Goossens and the team started banking testicular tissue in 2002, so their first patients are now reaching an age where they may wish to have children.

After several years of monitoring and dealing with other health issues, the patient in this case sought fertility treatment in 2022. Three separate tests showed that he wasn't producing any sperm, so the question of re-implanting the frozen tissue that had been harvested all those years prior was raised.

The tissue was carefully thawed and grafted at sites in the patient's testes and scrotum. The patient was evaluated every three months and then underwent a second surgery at one year to check how the transplant had progressed and recover any sperm that may have been generated.
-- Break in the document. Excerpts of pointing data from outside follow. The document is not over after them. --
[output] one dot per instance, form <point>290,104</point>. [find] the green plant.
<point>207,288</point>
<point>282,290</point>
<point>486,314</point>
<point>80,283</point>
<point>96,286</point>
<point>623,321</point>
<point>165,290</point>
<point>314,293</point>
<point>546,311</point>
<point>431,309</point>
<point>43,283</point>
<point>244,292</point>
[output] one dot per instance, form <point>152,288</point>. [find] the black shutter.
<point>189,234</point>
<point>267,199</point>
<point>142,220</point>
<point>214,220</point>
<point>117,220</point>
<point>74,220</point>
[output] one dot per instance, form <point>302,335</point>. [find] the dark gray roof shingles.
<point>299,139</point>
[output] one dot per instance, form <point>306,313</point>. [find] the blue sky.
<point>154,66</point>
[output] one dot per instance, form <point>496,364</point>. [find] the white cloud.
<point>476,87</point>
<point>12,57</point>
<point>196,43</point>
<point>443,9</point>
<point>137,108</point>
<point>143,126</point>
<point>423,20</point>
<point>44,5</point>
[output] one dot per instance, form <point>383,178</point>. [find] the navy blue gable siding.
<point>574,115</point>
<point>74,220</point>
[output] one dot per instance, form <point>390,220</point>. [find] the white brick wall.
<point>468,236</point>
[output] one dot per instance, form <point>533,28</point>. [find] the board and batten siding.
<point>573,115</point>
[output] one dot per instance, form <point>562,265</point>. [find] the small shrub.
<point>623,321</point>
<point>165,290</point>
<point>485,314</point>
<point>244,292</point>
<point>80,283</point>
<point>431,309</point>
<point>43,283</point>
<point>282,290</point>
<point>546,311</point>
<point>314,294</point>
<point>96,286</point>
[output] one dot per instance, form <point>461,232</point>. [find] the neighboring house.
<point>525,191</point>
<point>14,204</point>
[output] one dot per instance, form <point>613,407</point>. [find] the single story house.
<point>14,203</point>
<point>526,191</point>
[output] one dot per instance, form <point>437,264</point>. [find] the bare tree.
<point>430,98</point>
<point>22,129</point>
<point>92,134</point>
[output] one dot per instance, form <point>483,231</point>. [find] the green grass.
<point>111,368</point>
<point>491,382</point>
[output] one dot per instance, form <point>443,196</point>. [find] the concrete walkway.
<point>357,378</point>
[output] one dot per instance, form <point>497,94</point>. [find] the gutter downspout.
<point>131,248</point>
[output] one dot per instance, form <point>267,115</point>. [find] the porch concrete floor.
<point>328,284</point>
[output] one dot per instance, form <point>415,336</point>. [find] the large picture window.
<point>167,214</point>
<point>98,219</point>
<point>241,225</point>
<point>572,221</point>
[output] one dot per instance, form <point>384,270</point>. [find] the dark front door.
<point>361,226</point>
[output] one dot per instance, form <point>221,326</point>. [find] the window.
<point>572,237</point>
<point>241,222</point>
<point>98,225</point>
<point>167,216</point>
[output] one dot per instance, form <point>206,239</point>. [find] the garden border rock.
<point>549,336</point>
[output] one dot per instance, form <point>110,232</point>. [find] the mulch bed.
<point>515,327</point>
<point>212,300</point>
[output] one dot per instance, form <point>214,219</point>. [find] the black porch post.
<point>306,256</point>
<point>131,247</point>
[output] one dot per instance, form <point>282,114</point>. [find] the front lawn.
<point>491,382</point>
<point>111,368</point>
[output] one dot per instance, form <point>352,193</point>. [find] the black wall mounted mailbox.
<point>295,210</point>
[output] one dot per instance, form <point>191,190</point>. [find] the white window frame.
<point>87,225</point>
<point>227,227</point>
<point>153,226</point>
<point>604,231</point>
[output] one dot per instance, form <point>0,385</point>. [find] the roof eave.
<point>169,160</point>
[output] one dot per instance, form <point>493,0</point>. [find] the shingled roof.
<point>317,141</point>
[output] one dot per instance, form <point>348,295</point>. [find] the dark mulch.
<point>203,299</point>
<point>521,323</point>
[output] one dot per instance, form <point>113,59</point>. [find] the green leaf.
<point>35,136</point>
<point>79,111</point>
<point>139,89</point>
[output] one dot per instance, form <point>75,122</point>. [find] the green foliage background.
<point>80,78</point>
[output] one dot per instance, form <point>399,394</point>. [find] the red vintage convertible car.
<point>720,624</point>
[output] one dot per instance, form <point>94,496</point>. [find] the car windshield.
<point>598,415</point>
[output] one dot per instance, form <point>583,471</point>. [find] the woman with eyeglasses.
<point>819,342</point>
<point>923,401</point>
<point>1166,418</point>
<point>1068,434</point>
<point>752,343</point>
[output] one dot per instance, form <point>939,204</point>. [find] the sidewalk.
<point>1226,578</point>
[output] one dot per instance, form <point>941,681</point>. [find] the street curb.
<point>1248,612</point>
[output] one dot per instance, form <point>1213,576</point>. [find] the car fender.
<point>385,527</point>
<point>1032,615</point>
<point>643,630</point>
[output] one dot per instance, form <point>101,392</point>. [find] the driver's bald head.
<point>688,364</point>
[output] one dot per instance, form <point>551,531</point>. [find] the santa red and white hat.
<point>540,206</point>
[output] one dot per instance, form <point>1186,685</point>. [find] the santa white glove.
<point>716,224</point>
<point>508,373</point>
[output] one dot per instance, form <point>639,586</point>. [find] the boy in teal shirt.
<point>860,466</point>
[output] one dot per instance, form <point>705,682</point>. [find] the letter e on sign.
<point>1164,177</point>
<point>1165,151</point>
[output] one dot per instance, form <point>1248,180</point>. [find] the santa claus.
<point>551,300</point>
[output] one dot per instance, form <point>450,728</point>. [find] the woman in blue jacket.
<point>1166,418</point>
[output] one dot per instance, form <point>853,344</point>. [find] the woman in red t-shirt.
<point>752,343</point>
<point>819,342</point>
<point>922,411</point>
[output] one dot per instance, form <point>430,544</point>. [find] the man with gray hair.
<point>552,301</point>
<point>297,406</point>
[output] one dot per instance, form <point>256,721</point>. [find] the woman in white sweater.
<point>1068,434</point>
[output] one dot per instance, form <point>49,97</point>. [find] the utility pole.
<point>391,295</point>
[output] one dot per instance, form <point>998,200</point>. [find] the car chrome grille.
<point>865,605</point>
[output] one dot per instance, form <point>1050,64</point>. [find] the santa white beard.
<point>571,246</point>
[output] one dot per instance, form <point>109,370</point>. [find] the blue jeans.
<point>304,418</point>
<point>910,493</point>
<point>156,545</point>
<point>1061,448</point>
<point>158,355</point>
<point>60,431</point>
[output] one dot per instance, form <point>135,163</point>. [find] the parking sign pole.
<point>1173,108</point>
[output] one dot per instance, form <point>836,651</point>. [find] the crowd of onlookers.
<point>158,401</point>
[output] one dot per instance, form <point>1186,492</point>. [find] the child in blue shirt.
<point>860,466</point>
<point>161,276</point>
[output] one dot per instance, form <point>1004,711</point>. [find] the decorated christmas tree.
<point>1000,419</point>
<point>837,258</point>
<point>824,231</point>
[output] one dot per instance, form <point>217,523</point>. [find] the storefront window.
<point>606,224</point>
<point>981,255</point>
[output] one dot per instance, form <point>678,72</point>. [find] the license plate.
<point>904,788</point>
“Grafted testicular tissue survived, preserved normal architecture and initiated complete spermatogenesis,” the authors write.

The grafted tissue fragments weren't directly connected to the vas deferens, the tube that carries ejaculate out of the testes, so the authors don't believe the sperm cells would have made their way into the semen. They also haven't yet established whether the sperm recovered could fertilize an egg, although Goossens told the Guardian that it “looked normal”.

Around the world, more and more people who had their testicular or ovarian tissue preserved as children are starting to come forward in the hopes of one day having children of their own.

“In the next 10 years, we're going to see a tsunami of these patients starting to come back for their tissue,” obstetrician-gynaecologist Veronica Gomez-Lobo told Science News last year.

The procedure, particularly as it applies to testicular tissue, is still considered experimental. But with this latest promising step forward, there are hopes that it may one day become a mainstream option for boys undergoing treatment that could impact their fertility.

“I always believed it would work,” Rod Mitchell at the University of Edinburgh, who is also running a trial with cryopreserved testicular tissue, told the Guardian. “Scientifically and biologically it makes sense. In reality, it's still amazing.”

The preprint, which has not yet been peer reviewed, is available via medRxiv.